Cancún, QR. Las consultas públicas sobre el Tren Maya deben ser a más tardar en diciembre próximo; además, es importante que los conflictos por tenencia de la tierra y expropiaciones de los ejidos que se encuentran en el trazo de la vía se desahoguen con prontitud, aseguró Arturo Abreu, delegado del gobierno federal en Quintana Roo.

La intención, dijo, es dejar claro que el Tren Maya no es una imposición presidencial ni que los conflictos se resuelven por mandato federal, sino que se tomará en cuenta la opinión de los pueblos originarios y ellos serán al final quienes decidirán si les conviene o no el proyecto.

“Si resulta negativa la consulta, entonces no se va a hacer el Tren Maya”, manifestó.

Aseveró que de manera paralela trabajan en la solución de conflictos por la tenencia de la tierra en el estado, al ser la promesa del presidente Andrés Manuel López Obrador en sus visitas a la entidad.

De hecho, el pasado 9 de noviembre, López Obrador se llevó un paquete de peticiones; los ejidatarios de Felipe Carrillo Puerto le solicitaron que antes de continuar con el Tren Maya se liquiden las indemnizaciones por la construcción de carreteras en el estado.

Ponciano Genaro Martín Esquivel, miembro del ejido de Felipe Carrillo Puerto, reveló que el adeudo del gobierno federal con los comuneros data de finales del sexenio de Ernesto Zedillo Ponce de León (1994-2000); según un avalúo realizado por los propios ejidatarios, la deuda asciende a 200 millones de pesos, aunque están conscientes de que se debe realizar otro por parte del Instituto de Administración y Avalúos de Bienes Nacionales.

Conferencia matutina

En su conferencia matutina el Ejecutivo federal refirió que su gobierno ya elabora el proyecto de ingeniería de construcción del Tren Maya, aunque la obra no iniciará hasta que se realice una consulta, en diciembre, en los cinco estados por donde atravesaría el nuevo transporte de pasajeros y de carga.

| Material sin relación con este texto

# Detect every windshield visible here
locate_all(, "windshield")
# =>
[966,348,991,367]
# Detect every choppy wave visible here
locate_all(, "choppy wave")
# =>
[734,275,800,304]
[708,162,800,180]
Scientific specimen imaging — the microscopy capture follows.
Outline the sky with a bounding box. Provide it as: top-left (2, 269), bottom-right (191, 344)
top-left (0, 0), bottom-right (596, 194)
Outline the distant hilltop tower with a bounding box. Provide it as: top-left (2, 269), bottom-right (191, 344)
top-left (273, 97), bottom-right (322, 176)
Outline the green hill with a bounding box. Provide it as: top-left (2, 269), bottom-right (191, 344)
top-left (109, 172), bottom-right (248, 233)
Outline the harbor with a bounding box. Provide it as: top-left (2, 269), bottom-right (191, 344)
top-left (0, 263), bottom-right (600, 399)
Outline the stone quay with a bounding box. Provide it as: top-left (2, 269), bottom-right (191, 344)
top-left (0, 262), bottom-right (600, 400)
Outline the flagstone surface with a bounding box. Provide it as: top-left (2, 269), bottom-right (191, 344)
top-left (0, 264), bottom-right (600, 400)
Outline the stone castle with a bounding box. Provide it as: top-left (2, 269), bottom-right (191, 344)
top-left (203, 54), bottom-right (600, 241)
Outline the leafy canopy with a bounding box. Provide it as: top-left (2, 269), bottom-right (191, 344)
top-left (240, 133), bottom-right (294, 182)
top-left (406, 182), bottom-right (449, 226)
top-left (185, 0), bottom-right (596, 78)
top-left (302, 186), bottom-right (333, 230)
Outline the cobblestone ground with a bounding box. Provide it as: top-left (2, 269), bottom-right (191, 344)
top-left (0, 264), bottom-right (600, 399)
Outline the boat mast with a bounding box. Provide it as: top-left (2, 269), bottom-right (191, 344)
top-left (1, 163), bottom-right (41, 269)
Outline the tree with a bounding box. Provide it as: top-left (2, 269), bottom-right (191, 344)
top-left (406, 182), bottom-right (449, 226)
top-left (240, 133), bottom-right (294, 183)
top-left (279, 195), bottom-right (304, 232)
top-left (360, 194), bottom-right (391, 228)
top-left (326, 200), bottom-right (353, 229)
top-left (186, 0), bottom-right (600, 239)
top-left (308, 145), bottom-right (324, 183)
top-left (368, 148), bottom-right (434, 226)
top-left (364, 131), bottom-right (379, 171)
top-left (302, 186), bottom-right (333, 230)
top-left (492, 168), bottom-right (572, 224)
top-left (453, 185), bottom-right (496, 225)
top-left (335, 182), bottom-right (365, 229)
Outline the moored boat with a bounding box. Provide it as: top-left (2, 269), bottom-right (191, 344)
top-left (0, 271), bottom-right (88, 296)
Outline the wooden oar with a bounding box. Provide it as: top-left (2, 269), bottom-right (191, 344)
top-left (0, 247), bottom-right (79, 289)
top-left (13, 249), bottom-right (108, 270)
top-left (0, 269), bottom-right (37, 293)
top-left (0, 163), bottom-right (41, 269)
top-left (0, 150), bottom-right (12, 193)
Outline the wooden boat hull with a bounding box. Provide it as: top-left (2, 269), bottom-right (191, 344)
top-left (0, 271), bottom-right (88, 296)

“Habrá consultas formales para que se conozca cuál es la opinión general, para que no haya manipulación, para que realmente se exprese el sentir de los ciudadanos”, comentó, sin aclarar si la consulta será organizada por el INE, o bien, si la realizarán voluntarios como se hizo en el caso del aeropuerto de Texcoco y la termoeléctrica de Morelos.

López Obrador dijo saber que sus adversarios políticos lo criticaron por hacer nuevamente el domingo una consulta “a mano alzada” en Quintana Roo, donde preguntó a los asistentes a una de sus asambleas si estaban en favor del Tren Maya, a lo que la mayoría respondió afirmativamente.

“Habrá consultas formales para que se conozca cuál es la opinión general, para que no haya manipulación, para que realmente se exprese el sentir de los ciudadanos”, indicó.

Voces encontradas

En este sentido, organizaciones y expertos ambientalistas han declarado que la obra atravesará reservas de la biosfera, amenazadas ya de por sí por plantaciones industriales de palma aceitera y soya, incendios forestales, tala ilegal y tráfico ilegal de especies animales y vegetales.

“El tren amenaza ecosistemas que garantizan refugio a jaguares, ocelotes, tapires, monos aulladores, monos arañas, cocodrilos, manatíes, loros y guacamayos. Estas especies necesitan de grandes territorios para desplazarse, alimentarse y reproducirse lo que se dificultará al dividir su hábitat en dos partes”, considera Salva la Selva.

Asimismo, las comunidades apícolas de los municipios de Hopelchén y Calakmul, en Campeche, solicitan a López Obrador abstenerse de la consulta sobre el Tren Maya hasta que no se garantice la participación libre y transparente de los territorios que podrían resultar afectados por el trazo de la vía férrea.